We will modularize the Day 2 ecommerce pipeline into three separate notebooks (Bronze, Silver, Gold) and wire them together using a parameterized orchestrator notebook and a Databricks Job.

Notebook Structure We Are Building
Workspace folder: /Users/you@email.com/ecommerce/

  00_orchestrator.ipynb     <- Master notebook: reads params, calls all three steps
  01_bronze_ingest.ipynb    <- Reads raw CSV, writes Bronze Delta table
  02_silver_clean.ipynb     <- Reads Bronze, validates, deduplicates, writes Silver
  03_gold_features.ipynb    <- Reads Silver, builds user feature table, writes Gold


# Add Widget Parameters to Notebook
> What We Are Doing
> - Add widgets to the bronze ingest notebook so it accepts: the source data path, the target database, and a processing date. This makes the notebook reusable — the same notebook processes Oct data today and Nov data tomorrow, driven by Job parameters.


In [0]:
# Define all widget parameters at the TOP of the notebook
# Always define widgets in the very first cell — Jobs inject parameters before execution

dbutils.widgets.text(
    name         = 'catalog',
    defaultValue = 'ecommerce',
    label        = 'Unity Catalog Name'
)

dbutils.widgets.text(
    name         = 'run_date',
    defaultValue = '2026-02-25',
    label        = 'Processing Date (YYYY-MM-DD)'
)

dbutils.widgets.dropdown(
    name         = 'write_mode',
    defaultValue = 'overwrite',
    choices      = ['overwrite', 'append'],
    label        = 'Write Mode'
)

print('Widgets registered successfully')


Widgets registered successfully


In [0]:
#  Read widget values and cast to correct types
# IMPORTANT: All widget values are strings — always cast explicitly

CATALOG    = dbutils.widgets.get('catalog')
RUN_DATE   = dbutils.widgets.get('run_date')
WRITE_MODE = dbutils.widgets.get('write_mode')

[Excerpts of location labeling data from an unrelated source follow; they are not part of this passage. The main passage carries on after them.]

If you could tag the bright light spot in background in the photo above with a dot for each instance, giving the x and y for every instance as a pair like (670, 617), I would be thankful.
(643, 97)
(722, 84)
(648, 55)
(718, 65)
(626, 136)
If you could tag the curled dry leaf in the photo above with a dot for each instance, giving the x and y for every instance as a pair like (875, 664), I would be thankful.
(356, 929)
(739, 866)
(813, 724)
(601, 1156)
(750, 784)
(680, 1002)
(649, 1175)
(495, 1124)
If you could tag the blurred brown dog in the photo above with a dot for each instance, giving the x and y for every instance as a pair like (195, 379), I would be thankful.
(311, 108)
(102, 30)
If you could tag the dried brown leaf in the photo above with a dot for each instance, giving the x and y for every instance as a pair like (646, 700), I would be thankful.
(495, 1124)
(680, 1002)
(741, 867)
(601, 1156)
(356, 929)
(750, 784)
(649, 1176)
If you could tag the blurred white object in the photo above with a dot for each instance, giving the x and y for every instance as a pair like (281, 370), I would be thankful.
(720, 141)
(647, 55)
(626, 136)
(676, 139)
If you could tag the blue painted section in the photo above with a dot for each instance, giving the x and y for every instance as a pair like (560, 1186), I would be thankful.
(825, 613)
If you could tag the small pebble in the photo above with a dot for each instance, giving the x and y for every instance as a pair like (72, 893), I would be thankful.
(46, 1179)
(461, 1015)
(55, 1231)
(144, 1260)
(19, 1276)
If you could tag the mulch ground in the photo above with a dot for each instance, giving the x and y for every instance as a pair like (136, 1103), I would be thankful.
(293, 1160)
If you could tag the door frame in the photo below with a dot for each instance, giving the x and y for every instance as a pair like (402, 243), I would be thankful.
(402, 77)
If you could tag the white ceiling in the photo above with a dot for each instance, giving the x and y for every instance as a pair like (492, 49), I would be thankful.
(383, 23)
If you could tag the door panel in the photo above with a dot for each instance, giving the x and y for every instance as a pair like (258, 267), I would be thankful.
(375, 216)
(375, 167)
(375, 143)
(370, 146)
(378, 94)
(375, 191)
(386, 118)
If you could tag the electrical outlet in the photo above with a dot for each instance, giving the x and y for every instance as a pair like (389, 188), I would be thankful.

print(f'CATALOG:    {CATALOG}')
print(f'RUN_DATE:   {RUN_DATE}')
print(f'WRITE_MODE: {WRITE_MODE}')


# # Set the active database
# spark.sql(f'CREATE DATABASE IF NOT EXISTS {TARGET_DATABASE}')
# spark.sql(f'USE {TARGET_DATABASE}')


CATALOG:    ecommerce
RUN_DATE:   
WRITE_MODE: overwrite


In [0]:
# Bronze ingestion (same logic as your Day 2 Cell 7, now uses widget values)
from pyspark.sql.functions import current_timestamp, lit

DELTA_PATH = '/Volumes/ecommerce/sc_ecommerce/vol_ecommerce/delta/events/'  # here all data lies before storing to bronze layer

bronze_df = spark.read.format('delta') \
    .option('mode', 'PERMISSIVE') \
    .option('columnNameOfCorruptRecord', '_corrupt_record') \
    .load(DELTA_PATH)

bronze_df = bronze_df \
    .withColumn('_ingested_at', current_timestamp()) \
    .withColumn('_run_date', lit(RUN_DATE))   # tag with the processing date

bronze_df.write.format('delta') \
    .mode(WRITE_MODE) \
    .saveAsTable(f'{CATALOG}.bronze.events_br')

record_count = bronze_df.count()
print(f'Bronze ingestion complete: {record_count:,} records written')

# Return success signal to the orchestrator
dbutils.notebook.exit(f'SUCCESS: {record_count} records')